No, I think you touched on the key things. It was some outsourced development for Curedatist and some of the internal system development that we've been talking about that was also impacting this particular quarter.
Our next question is a follow-up from Alan Klee of Maxim Group. Please go ahead.
Thank you. For transaction revenue, Can you remind us, is there any seasonality in the quarters, typically, in that business?
Bill will give you the exact numbers, but there is some, you know, Q1 is typically our slowest quarter from a platform perspective. You know, the transaction business, there is some seasonality, which Bill can comment to, but there's also just external factors, like when the war in Ukraine started, everybody stopped doing research for a week or two, probably paid attention. what was going on over there. COVID obviously had a big impact on researchers. So there's other events that impact that that don't have anything to do with seasonality. And then, Bill, do you want to comment on the seasonality question?

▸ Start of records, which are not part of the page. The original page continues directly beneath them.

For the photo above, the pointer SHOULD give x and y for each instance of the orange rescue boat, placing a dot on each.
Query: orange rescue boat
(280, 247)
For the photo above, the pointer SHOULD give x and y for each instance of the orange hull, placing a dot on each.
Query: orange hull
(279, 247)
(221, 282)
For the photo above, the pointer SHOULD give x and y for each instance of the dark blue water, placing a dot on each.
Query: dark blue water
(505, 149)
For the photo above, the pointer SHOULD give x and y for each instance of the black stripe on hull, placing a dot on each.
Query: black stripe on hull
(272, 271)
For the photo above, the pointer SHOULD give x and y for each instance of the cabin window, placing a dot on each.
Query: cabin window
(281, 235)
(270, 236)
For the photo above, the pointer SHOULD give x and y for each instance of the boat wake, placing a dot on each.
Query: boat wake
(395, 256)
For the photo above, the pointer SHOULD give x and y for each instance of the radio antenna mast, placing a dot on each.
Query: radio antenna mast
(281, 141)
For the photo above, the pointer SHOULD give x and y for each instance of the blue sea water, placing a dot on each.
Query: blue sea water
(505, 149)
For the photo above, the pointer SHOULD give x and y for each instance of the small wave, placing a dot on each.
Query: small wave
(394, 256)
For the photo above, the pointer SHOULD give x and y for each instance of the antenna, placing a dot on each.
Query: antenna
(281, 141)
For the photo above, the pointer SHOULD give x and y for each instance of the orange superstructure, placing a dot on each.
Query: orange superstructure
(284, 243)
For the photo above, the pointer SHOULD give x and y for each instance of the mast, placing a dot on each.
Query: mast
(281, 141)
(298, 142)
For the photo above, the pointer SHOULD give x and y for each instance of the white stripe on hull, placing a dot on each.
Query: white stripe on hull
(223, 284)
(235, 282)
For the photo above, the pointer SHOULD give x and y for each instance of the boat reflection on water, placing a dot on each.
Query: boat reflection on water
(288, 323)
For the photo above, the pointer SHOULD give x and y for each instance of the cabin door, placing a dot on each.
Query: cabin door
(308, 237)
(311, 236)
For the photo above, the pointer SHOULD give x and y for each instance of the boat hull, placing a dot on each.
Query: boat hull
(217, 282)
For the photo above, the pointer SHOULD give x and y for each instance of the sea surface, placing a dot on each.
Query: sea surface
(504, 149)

Yeah, typically Q1 and Q2 of our fiscal year are typically the lowest quarters that we see for transactions, and they can be relatively low. you know, stable, but as Roy mentioned, some things do impact that, potentially the given quarter. Q3 is typically always our best transaction quarter. So typically we see a nice jump in Q3 and then a flattening out to down in Q4. And so I would expect that seasonality will likely hold again as we move into this fiscal year.
Thank you. I was just trying to do a sanity check on like estimates and I didn't catch what you said for how many people renew. You said something about 90%. I don't know if it was 90% or high 90% because what I was trying to think of is if I took this quarter's revenue and then I took your incremental ARR that you add, And if I assume you recognize half of that quarterly, if you kept that ARR at that same level for four quarters next year and you recognize half of it as revenue on top of it, I come up with a number for revenue, but then I think I have to reduce it for penetration or customers that you'd lose. So I was wondering if this is a reasonable way to think about kind of your outlook.

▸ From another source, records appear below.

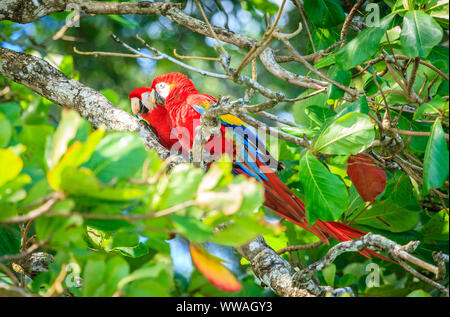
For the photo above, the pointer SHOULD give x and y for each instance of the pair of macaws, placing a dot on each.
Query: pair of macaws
(173, 104)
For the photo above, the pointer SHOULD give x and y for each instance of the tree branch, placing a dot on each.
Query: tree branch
(41, 77)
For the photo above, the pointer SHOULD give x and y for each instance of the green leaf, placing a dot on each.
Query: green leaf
(363, 46)
(76, 155)
(298, 131)
(438, 9)
(388, 216)
(299, 108)
(431, 107)
(326, 61)
(10, 165)
(262, 5)
(349, 134)
(5, 130)
(182, 186)
(341, 76)
(418, 293)
(119, 154)
(420, 33)
(127, 23)
(65, 132)
(34, 138)
(435, 164)
(93, 280)
(326, 195)
(191, 228)
(324, 13)
(116, 270)
(436, 228)
(82, 182)
(329, 274)
(9, 242)
(359, 105)
(318, 114)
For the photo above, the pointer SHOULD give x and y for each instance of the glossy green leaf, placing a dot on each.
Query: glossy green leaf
(324, 13)
(10, 165)
(420, 33)
(363, 46)
(349, 134)
(343, 77)
(435, 164)
(5, 130)
(326, 195)
(386, 215)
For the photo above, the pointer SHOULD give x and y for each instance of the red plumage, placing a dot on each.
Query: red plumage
(278, 197)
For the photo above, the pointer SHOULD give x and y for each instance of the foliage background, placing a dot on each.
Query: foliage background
(117, 257)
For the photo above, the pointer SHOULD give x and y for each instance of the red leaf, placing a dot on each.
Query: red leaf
(214, 271)
(368, 179)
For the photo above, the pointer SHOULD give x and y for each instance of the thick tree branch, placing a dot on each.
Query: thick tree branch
(26, 11)
(47, 81)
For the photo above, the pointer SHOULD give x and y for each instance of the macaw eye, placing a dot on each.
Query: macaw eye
(146, 101)
(163, 89)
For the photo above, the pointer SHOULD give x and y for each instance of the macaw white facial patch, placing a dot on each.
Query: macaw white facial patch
(162, 89)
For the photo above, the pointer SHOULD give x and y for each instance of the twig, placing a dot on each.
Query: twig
(194, 57)
(300, 247)
(210, 28)
(375, 243)
(348, 20)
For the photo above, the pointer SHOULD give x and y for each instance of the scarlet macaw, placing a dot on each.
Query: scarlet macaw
(184, 106)
(154, 114)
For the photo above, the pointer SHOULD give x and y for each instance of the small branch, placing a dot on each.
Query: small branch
(300, 247)
(348, 20)
(375, 243)
(195, 57)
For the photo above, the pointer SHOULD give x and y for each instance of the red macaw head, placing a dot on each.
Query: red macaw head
(141, 100)
(169, 86)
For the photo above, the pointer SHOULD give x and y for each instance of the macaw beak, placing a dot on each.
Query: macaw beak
(156, 99)
(137, 107)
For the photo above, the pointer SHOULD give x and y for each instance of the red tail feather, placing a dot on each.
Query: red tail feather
(280, 199)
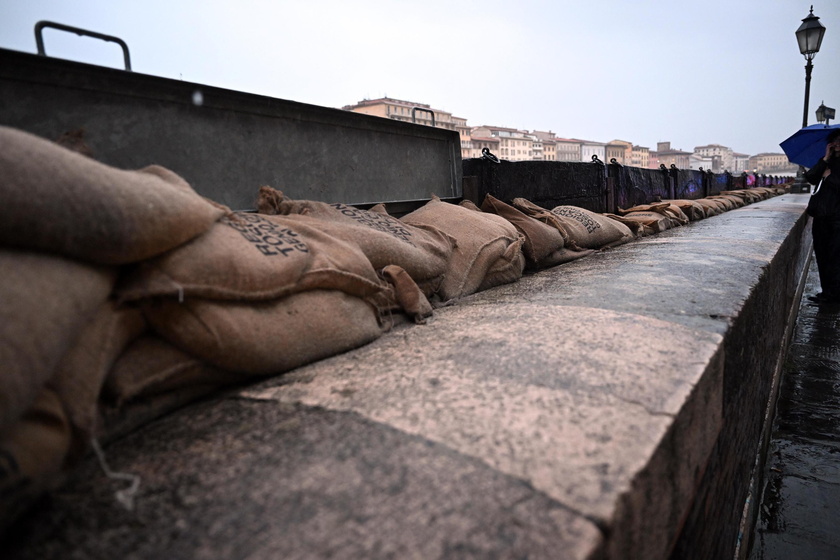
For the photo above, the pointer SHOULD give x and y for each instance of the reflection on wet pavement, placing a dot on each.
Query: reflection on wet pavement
(799, 513)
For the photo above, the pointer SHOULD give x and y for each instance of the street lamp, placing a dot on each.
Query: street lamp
(824, 113)
(809, 36)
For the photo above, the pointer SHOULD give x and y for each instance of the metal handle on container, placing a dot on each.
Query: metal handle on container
(39, 39)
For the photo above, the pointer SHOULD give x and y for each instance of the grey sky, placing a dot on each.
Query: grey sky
(689, 72)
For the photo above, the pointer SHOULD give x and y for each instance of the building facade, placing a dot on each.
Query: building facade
(771, 164)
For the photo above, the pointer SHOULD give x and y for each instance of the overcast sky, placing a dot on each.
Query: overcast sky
(689, 72)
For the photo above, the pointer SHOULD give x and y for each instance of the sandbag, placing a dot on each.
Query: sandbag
(638, 228)
(152, 378)
(266, 337)
(45, 301)
(692, 209)
(581, 229)
(731, 202)
(673, 211)
(32, 455)
(55, 200)
(254, 257)
(81, 373)
(409, 297)
(150, 367)
(712, 207)
(488, 249)
(423, 252)
(656, 221)
(543, 245)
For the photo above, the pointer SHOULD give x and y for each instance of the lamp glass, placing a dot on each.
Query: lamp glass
(810, 34)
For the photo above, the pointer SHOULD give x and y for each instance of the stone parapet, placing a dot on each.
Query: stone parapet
(611, 407)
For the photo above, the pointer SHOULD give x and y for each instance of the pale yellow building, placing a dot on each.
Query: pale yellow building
(418, 113)
(771, 164)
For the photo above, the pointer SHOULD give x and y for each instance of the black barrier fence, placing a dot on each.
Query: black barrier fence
(596, 186)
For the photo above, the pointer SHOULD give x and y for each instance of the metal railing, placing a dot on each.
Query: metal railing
(39, 38)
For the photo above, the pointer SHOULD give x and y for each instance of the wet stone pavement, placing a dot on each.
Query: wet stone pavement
(799, 514)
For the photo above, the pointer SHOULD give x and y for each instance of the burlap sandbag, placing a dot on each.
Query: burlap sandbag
(692, 209)
(423, 252)
(712, 207)
(150, 366)
(488, 249)
(656, 221)
(55, 200)
(266, 337)
(45, 301)
(409, 297)
(581, 229)
(748, 196)
(732, 202)
(255, 257)
(543, 245)
(673, 211)
(638, 228)
(152, 378)
(32, 455)
(81, 373)
(469, 205)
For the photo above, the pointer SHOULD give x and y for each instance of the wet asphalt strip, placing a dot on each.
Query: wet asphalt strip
(799, 513)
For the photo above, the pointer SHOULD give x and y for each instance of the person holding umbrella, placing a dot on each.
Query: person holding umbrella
(824, 207)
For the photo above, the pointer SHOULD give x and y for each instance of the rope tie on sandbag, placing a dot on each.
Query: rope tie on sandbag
(125, 496)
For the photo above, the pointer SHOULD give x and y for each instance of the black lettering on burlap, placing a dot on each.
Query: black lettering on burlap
(267, 237)
(376, 221)
(575, 214)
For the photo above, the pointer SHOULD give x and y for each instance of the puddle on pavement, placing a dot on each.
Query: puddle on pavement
(799, 514)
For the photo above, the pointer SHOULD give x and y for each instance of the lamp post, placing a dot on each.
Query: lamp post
(809, 36)
(824, 113)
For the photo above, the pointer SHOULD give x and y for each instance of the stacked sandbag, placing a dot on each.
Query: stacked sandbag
(581, 229)
(487, 252)
(713, 207)
(639, 228)
(151, 378)
(747, 196)
(653, 222)
(259, 294)
(422, 251)
(676, 216)
(543, 245)
(45, 302)
(66, 222)
(731, 202)
(58, 201)
(692, 209)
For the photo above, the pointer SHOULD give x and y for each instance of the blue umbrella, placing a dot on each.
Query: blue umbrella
(807, 145)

Bill, you want to take that?
Yeah, I think that you could do that, but yeah, you'd have to do factor in those that would churn out. I think the easier way to kind of think about it is, you know, what revenue rate are we growing at and what is the sort of forward ARR growth rate? So we said on the call at the end of this quarter, the forward ARR growth rate was just under 35%, and then typically our recognized revenue has been growing 32%. And so I would view that as a sort of a bias upwards a little bit on the growth rate that we've been realizing, which is the 32%. But that's something that I would sort of continue to monitor as we continue to post through the year is what is the recognized rate and then what are we seeing in the forward ARR growth rate.
Great. Thank you so much.
There are currently no further questions from the phone lines. I would like to turn the conference back over to Roy Olivier.
Thank you, and thanks, everyone, for joining us on our call today. We will be attending the LD Micro main event in October, and for more information about this event, please contact LD Micro. We look forward to speaking to you in November to discuss our first quarter fiscal 2023 results, and we hope you have a great day.
This concludes today's conference call. You may disconnect your lines. Thank you for participating and have a pleasant day.